Thank you so much Barbara for your kind words. I have had to wait five weeks until I see the nurse to provide information all I saw was my GP who told me I was type 2 diabetic. I was just told to work hard to reduce sugar levels so I can avoid medication. You have given me a lot of food for thought and ideas for the future.
It is only in the last few years I have started eating vegetables and don’t eat salads but I know I have to try and push myself a little harder. It is interesting what you said about the various nuts I didn’t know they differed so much. I think I will start with cream in coffee as a little treat.
I will also think about having a more structured breakfast like you have described.

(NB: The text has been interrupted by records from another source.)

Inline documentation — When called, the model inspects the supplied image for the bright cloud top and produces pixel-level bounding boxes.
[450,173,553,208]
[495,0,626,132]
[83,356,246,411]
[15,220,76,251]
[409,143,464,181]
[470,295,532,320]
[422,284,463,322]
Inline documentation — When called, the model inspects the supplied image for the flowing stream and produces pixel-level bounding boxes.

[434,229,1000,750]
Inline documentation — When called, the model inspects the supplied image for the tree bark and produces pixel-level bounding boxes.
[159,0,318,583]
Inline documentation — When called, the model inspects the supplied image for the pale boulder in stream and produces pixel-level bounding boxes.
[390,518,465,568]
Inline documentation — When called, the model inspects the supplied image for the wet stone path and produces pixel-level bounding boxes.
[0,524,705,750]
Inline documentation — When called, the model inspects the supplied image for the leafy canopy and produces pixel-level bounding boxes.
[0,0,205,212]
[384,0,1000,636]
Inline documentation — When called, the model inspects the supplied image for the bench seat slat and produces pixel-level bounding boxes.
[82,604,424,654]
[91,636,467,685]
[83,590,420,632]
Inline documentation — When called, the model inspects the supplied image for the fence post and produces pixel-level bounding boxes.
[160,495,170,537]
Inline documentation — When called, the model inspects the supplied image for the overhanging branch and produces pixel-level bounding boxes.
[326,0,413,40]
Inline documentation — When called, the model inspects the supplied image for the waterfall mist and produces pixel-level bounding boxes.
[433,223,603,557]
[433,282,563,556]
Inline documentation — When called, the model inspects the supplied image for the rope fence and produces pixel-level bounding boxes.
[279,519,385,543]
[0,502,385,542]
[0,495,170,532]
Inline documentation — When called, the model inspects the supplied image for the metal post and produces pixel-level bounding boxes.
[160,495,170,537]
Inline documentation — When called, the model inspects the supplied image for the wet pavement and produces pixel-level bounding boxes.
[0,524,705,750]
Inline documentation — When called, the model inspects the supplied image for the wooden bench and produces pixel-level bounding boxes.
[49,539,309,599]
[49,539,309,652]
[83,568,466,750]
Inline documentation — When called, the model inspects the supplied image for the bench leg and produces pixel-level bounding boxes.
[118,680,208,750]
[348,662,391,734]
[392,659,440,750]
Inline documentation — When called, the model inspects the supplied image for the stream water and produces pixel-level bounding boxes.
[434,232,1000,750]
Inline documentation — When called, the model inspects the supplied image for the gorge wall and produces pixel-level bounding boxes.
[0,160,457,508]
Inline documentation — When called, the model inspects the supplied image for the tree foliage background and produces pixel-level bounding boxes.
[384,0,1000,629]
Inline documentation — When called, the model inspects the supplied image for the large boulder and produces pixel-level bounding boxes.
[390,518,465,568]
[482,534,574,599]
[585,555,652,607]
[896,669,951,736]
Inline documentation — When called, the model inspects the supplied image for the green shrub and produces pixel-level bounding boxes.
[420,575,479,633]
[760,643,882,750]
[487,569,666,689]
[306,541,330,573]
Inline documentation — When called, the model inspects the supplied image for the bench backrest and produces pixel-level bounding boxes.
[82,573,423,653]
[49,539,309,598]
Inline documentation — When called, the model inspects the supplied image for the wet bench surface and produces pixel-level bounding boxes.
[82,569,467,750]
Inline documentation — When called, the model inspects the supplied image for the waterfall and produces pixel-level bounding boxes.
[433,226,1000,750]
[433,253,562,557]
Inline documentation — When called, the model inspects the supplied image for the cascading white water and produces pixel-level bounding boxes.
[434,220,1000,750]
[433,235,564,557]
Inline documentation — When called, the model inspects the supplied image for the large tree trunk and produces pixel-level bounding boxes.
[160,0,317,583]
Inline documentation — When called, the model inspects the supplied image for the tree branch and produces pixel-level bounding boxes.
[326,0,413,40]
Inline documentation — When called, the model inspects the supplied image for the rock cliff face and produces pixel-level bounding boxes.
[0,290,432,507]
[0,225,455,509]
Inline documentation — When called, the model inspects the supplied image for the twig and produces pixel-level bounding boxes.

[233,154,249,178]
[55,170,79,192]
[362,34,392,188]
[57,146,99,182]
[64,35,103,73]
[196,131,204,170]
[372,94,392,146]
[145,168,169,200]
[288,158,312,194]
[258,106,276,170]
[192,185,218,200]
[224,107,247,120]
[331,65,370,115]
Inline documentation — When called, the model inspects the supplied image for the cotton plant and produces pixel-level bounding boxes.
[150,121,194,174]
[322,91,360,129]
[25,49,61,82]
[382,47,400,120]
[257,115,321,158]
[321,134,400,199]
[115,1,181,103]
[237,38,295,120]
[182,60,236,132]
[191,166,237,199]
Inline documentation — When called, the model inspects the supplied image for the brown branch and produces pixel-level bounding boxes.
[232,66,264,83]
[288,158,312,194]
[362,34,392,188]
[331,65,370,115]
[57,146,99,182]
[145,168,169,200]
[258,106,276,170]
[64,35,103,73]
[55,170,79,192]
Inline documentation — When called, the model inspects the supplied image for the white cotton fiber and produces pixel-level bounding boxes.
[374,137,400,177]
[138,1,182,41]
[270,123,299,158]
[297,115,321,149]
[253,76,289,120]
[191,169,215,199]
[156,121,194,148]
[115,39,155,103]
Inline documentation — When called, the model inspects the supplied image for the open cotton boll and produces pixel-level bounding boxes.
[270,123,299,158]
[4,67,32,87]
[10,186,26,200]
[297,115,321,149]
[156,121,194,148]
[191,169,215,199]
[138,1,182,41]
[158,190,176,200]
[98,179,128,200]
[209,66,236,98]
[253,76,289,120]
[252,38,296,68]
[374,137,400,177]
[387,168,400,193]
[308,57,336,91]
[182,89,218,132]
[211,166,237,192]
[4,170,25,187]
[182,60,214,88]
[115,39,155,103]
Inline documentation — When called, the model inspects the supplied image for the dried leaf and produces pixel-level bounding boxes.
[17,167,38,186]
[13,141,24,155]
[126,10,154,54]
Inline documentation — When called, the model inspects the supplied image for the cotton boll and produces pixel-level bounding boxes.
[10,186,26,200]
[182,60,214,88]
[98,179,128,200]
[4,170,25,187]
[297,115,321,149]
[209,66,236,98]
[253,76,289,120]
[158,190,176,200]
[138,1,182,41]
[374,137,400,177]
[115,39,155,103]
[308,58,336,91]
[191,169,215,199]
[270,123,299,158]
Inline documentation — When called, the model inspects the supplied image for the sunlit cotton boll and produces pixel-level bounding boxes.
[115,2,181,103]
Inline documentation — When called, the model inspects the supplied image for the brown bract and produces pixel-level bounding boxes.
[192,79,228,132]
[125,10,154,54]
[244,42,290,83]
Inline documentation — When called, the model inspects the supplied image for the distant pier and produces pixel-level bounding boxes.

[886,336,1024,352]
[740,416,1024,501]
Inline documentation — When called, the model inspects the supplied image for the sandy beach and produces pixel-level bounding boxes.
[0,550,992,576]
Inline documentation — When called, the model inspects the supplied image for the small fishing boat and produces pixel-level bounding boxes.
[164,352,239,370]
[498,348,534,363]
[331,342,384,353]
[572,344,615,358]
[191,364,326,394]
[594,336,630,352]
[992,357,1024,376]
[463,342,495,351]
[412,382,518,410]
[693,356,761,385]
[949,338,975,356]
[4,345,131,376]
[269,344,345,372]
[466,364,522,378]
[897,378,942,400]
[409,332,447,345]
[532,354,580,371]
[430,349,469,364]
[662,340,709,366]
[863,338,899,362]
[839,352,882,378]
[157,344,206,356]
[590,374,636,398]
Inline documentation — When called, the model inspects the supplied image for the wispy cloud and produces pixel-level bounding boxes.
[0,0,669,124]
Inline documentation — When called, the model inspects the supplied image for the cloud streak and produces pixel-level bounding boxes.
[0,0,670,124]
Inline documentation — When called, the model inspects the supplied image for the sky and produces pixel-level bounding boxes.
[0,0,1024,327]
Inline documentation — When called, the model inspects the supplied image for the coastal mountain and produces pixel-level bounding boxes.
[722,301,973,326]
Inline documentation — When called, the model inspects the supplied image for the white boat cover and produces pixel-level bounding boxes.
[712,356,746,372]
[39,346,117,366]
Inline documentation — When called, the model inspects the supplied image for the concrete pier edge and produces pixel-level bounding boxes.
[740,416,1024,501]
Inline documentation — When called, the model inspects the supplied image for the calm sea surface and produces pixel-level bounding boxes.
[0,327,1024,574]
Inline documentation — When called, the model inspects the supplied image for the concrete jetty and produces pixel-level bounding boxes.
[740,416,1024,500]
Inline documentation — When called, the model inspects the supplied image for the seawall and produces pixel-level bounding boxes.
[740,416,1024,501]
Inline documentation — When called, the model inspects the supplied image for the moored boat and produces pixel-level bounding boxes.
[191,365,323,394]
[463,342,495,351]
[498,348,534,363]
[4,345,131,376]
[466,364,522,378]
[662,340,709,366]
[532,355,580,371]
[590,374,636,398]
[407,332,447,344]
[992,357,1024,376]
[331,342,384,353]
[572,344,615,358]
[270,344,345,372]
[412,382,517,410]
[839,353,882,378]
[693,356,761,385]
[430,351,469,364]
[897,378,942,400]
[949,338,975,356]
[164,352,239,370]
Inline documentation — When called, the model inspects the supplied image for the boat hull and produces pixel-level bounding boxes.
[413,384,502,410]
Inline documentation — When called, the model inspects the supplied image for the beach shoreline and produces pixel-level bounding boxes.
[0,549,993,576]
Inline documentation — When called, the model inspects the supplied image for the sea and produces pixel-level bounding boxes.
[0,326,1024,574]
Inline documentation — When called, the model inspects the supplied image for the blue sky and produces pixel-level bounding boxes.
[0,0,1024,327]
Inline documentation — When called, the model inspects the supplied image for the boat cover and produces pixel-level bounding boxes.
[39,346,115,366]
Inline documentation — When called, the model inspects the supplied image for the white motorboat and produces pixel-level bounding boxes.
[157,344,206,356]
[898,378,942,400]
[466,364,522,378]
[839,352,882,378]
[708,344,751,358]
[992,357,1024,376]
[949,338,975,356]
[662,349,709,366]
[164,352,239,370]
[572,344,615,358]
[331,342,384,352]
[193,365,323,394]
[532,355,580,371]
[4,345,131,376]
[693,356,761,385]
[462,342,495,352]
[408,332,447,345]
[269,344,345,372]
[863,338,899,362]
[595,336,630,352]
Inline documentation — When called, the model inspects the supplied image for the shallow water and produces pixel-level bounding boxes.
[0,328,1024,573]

I have found it quite easy so far but each day is getting harder and harder.
It’s good to hear that after about five weeks I will be more used to this diet and not have as many cravings. 
I understand it’s a new way of life and I am prepared to make that change.
Thank you once again Barbara.


----------



## Deb RR (Feb 17, 2020)

Mephistophlillie said:


> like I said - someone will be along with better advice than me
> 
> I must definitely try the cauliflower mash you've mentioned there. It sounds lovely


Thank you. 
All Advice and help would be much appreciated. Thank you very much for giving me the belief I can do this and that I am not alone.


----------



## Deb RR (Feb 17, 2020)

Felinia said:


> Two excellent posts with good dietary advice for you, and the training course to work your way through.  The other advice I was given, along with diet, was exercise and lose weight (if necessary).  I now do 4 hours a week in the swimming pool doing Aquafit, but there is all sorts of exercise, walking, cycling, keep fit classes - it all helps.  The other thing I did to help me monitor my carbs and calories was join a website for that purpose, with a downloadable app.  I use NutraCheck which gives you a free week's trial to see if it suits you, but there are others.  It is cheaper than WeightWatchers or SlimmingWorld.  Glad you have an enlightened doctor who will give you a chance to get your HbA1c down naturally (it is rather high) - some shove you on medication the moment you hit 48.  But you will need to be strict and work hard.  Once I got down to 48 I was told I could have the occasional treat.  I found chocolate was far too sickly sweet by then!  Best wishes


----------



## Deb RR (Feb 17, 2020)

Thank you Felicia.
Yes I am grateful for my doctor giving me the opportunity to work at this and hopefully avoid medication.I feel I am doing well but you never know as this is all new to me at the moment. I am being very strict with myself because I know it is in my own hands at the moment and I am determined to do all I can.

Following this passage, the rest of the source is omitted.